Aug 03, 2009
- Type of Outing
- Multi-night backpack
- Read More in our Hiking Guide
- Hike: Blanca Lake
- Region: Central Cascades -- Stevens Pass - West
- Agency: Mt. Baker Snoqualmie National Forest
- Trails: Blanca Lake (#1052)
- Avg Rating: 4.24
- Be Aware Of
The trail meanders along briefly, crosses a bridge, and turns upward into the climb to virgin lake. We left the lot at around 10, so the going was hot and sweaty, in spite of the good shade provided by the tall evergreens. I didn’t count the switchbacks, but a good rule of thumb on this trail is: when you hear water, you’ll be turning around soon. The trail doesn’t cross any streams, and is only mildly muddy in one or two different places. All in all, it is a very manageable climb.

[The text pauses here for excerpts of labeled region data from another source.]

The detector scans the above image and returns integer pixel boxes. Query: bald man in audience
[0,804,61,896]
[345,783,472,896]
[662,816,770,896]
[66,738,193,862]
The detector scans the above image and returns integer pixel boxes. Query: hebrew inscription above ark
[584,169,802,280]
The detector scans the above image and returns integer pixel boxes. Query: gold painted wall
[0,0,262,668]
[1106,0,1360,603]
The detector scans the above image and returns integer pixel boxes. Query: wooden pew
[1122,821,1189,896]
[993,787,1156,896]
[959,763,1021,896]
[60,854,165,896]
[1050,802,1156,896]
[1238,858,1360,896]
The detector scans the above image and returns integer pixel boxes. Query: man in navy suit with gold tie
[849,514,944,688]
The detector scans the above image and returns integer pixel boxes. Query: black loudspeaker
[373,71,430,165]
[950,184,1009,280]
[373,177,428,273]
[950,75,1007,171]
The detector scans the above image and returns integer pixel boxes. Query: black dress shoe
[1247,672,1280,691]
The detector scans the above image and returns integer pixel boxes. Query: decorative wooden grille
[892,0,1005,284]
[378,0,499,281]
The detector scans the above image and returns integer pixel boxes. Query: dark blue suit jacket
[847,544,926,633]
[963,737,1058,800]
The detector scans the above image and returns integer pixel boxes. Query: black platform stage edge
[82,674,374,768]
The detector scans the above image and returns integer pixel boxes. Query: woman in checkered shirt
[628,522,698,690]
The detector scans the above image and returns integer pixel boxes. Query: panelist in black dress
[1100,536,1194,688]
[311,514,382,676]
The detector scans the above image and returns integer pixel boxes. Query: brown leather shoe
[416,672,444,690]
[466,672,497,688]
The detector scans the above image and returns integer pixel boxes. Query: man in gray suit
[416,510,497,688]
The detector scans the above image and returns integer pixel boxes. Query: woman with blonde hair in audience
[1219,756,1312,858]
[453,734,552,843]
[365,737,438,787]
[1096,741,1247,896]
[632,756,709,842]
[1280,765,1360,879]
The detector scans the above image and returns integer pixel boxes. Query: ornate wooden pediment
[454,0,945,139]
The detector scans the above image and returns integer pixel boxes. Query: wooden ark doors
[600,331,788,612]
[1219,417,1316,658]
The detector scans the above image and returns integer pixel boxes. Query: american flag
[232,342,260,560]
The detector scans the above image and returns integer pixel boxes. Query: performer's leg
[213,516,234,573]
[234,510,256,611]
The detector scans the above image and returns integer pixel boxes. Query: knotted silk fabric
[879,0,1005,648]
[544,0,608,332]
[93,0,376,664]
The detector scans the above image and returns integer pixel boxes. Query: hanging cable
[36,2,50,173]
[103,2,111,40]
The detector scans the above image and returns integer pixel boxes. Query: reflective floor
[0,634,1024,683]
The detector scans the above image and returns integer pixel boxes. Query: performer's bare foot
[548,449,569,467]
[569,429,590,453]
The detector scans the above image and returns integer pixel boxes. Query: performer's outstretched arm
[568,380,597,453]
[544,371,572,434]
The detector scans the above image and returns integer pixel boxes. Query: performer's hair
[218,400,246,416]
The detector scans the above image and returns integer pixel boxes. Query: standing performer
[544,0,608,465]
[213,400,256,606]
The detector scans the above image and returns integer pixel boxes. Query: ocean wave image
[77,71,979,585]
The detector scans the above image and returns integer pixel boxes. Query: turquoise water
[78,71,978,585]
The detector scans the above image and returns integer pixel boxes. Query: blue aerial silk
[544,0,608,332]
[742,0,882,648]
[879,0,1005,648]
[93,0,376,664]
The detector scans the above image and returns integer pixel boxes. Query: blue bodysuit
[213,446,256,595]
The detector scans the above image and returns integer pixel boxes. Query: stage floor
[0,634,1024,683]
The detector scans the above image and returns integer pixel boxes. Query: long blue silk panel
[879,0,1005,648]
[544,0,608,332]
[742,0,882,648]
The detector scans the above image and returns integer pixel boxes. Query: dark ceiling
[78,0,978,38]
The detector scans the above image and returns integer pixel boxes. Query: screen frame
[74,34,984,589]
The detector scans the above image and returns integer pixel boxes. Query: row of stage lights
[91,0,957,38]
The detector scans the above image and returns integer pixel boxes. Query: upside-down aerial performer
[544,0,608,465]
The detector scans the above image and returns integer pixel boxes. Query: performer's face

After about an hour of climbing, you reach the shoulder area of the ridge, where you enter the Henry M. Jackson Wilderness and immediately find Virgin Lake. Little Ms. Virgin Lake must be too stagnant and foul to be at all attractive to the other lakes around the area, hence the name. Surprisingly, at this point there were still no mosquitoes, even though Virgin Lake seemed the perfect haven for them. One or two campsites dot the edge of this sad little pond; why you would want to put up here is a mystery.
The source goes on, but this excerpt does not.